During microscopic examination of stool, egg load ranging from 24 to 1608 per gram of stool was recorded for S. mansoni infected children. In S. mansoni positive children in Hayk Number 1 Primary School, the proportions of light(<100 epg), moderate (100–399 epg), and heavy (≥400 epg) infections were 76%, 18%, and 6% respectively, while the respective proportions of light, moderate and heavy infections among children of Hayk Number 2 Primary School were 52%, 35%, and 13%.
Soil-transmitted helminths observed during stool examination were Ascaris lumbricoides (11.5%) and Trichuris trichiura (4%). Other rare intestinal parasites (<3%) observed were Hymenolepis nana, Enterobius vermicularis and Taenia species. Since slides were not examined within 30 minutes of stool collection, the status of hookworm infection was not determined.
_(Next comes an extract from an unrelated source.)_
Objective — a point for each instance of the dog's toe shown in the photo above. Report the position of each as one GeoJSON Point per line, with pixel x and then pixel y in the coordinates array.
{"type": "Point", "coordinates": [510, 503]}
Snail survey and laboratory infection of mouse
Live Biomphalaria pfeifferi were collected only from Ketie Stream. However, no live snail was found from the Lake Hayk during the survey period, except shells of B. pfeifferi and Melanoides tuberculata (Mollusca: Thiaridae). Out of 31 Biomphalaria pfeifferi collected from Ketie Stream, only one shed (3.2%) schistosome cercariae. S. mansoni infection was successfully established in the laboratory mice and adult worms were harvested (two male the remaining females) after eight weeks of laboratory maintenance.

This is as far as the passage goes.